# Rationalizabilitiy and Strict Dominance

When is the set of rationalizable strategies not equal to the set that is left after IESDS? My thoughts are: I know that a rationalizable strategy is that which is a best response for Player i given what Player -i does and thus the set of rationalizable strategies would include all the strategies of player i such that each of them is a BR to any other strategy of Player-i. As such, for sure we will include in the set all of the strictly dominant strategies so if there are only strictly dominant and strictly dominated strategies the set after IESDS will result in the same as the set of rationalizable strategies.

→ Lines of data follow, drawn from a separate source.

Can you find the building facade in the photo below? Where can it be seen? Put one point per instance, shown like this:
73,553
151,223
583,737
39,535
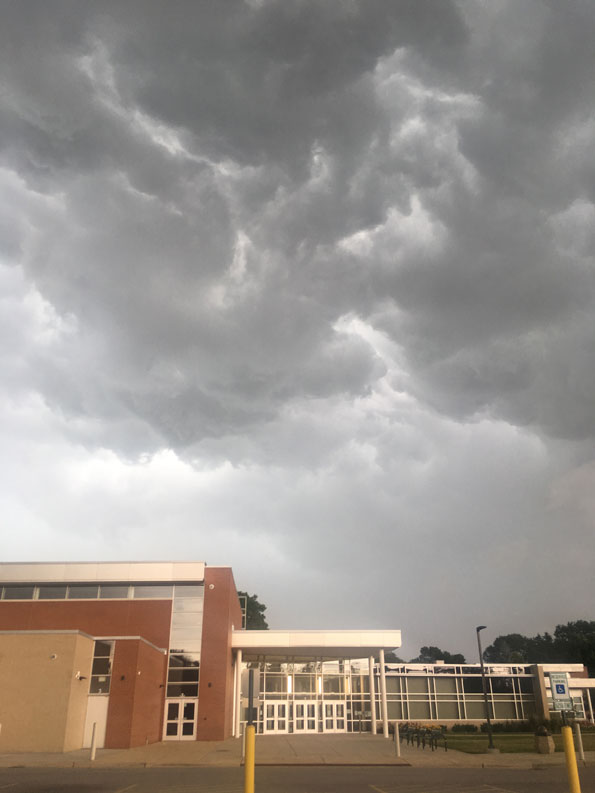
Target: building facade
138,652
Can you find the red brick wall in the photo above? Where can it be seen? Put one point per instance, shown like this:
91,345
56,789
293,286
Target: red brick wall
137,693
147,618
149,696
215,698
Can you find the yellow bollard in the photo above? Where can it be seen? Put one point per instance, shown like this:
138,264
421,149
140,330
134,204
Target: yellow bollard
571,767
249,760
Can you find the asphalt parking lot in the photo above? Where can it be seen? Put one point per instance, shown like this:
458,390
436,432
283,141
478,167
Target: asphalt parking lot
290,780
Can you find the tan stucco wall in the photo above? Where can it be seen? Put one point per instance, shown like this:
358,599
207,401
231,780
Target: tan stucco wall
42,703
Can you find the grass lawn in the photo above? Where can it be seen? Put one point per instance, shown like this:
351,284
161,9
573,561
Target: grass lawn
508,742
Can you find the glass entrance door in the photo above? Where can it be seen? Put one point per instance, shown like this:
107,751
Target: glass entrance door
180,719
304,717
333,717
275,717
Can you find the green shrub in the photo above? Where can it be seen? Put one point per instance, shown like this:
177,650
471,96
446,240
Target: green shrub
464,728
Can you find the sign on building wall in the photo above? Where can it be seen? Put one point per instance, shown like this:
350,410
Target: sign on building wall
561,699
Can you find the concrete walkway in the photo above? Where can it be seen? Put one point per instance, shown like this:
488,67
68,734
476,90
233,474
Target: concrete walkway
278,750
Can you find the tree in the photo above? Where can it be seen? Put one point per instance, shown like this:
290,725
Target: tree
509,649
255,619
571,643
429,655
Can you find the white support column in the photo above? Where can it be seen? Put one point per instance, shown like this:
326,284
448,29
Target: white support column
592,720
238,693
383,705
372,693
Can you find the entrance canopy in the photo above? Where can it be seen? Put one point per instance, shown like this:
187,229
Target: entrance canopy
308,645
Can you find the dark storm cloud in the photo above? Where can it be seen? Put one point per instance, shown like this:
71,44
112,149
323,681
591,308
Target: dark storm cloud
310,284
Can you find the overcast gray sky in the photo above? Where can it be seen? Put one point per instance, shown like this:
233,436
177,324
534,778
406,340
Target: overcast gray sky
306,288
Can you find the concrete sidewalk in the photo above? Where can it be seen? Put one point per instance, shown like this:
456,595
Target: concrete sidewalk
279,750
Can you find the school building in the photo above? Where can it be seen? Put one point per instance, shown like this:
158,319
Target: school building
148,651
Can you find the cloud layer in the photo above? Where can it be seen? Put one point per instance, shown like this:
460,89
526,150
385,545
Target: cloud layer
307,289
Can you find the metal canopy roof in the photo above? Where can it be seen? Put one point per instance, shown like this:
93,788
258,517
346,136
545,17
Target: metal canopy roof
306,645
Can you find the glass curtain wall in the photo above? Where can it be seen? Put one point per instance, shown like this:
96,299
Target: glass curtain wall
433,693
183,671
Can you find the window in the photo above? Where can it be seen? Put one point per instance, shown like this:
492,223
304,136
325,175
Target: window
113,591
83,591
101,670
183,675
51,592
472,685
18,592
189,590
153,591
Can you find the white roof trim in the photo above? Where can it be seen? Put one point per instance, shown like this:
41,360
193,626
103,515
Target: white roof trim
83,572
336,644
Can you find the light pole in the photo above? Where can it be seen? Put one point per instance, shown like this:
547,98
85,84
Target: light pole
485,688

Nevertheless, if there exists also some weakly dominant strategies, the set of rationalizable strategies will also contain this because a weakly dominant strategy is a best response to some strategy -i as it pays more in at least some case. In this sense, the set of rationalizable strategies can comprehend the result not only the IESDS but include the weakly dominant strategies and as such, be wider than the set remaining after IESDS.

I know the last is incorrect because the set of rationalizable strategies cannot be greater than the set surviving IESDS. Can someone clarify the matter?

This depends on the kinds of beliefs players can have about their opponents’ play. If opponents' strategies can be correlated, then the strategies surviving IESDS are exactly the rationalizable ones. But if you only allow opponents to choose independently (this is the standard approach in most textbooks), then these two sets are identical for 2-player games but need not be identical for games with more than 2 players.

Here is an example: Player 3's strategy Z is undominated, but not rationalizable (assuming independent mixtures of players 1 and 2).

• Okay, so it depends on whether the decisions are correlated, if so , both procedures are equivalent, if not, it depends on the number of players. If the the number of players is 2 in thise last case, then IESDS ==rationalization and not otherwise. For the first, in Hotelling's standard linear model, the IESDS yields the strategy "Middle", as such, "Middle" for both players is the rationalizabel set of strategies, right? Nov 6, 2020 at 11:29
• @ceins, this equivalence only holds for finite games. If I'm not mistaken, it's not true for Hotelling's location game. Only 1/2 is rationalizable there, since all other strategies are never-best-replies, but only 0 and 1 are iteratively strictly dominated. But for any finite discretization of Hotelling's game the equivalence holds again. Nov 9, 2020 at 11:25

the set of rationalizable strategies can comprehend the result not only the IESDS but include the weakly dominant strategies and as such, be wider than the set remaining after IESDS.

Your wording suggests that the result of iterated eliminations of strictly dominated strategies cannot include a weakly dominant strategy. However, this is not true. Consider the following two-player game.

$$\begin{array} {|c|c|c|} \hline & L & R \\ \hline T & 1,0 & 0,0 \\ \hline B & 0,0 & 0,0 \\ \hline \end{array}$$

The action $$T$$ for the row player weakly dominates $$B$$, but there are no strictly dominated strategies in this game, so no strategies are eliminated by IESDS.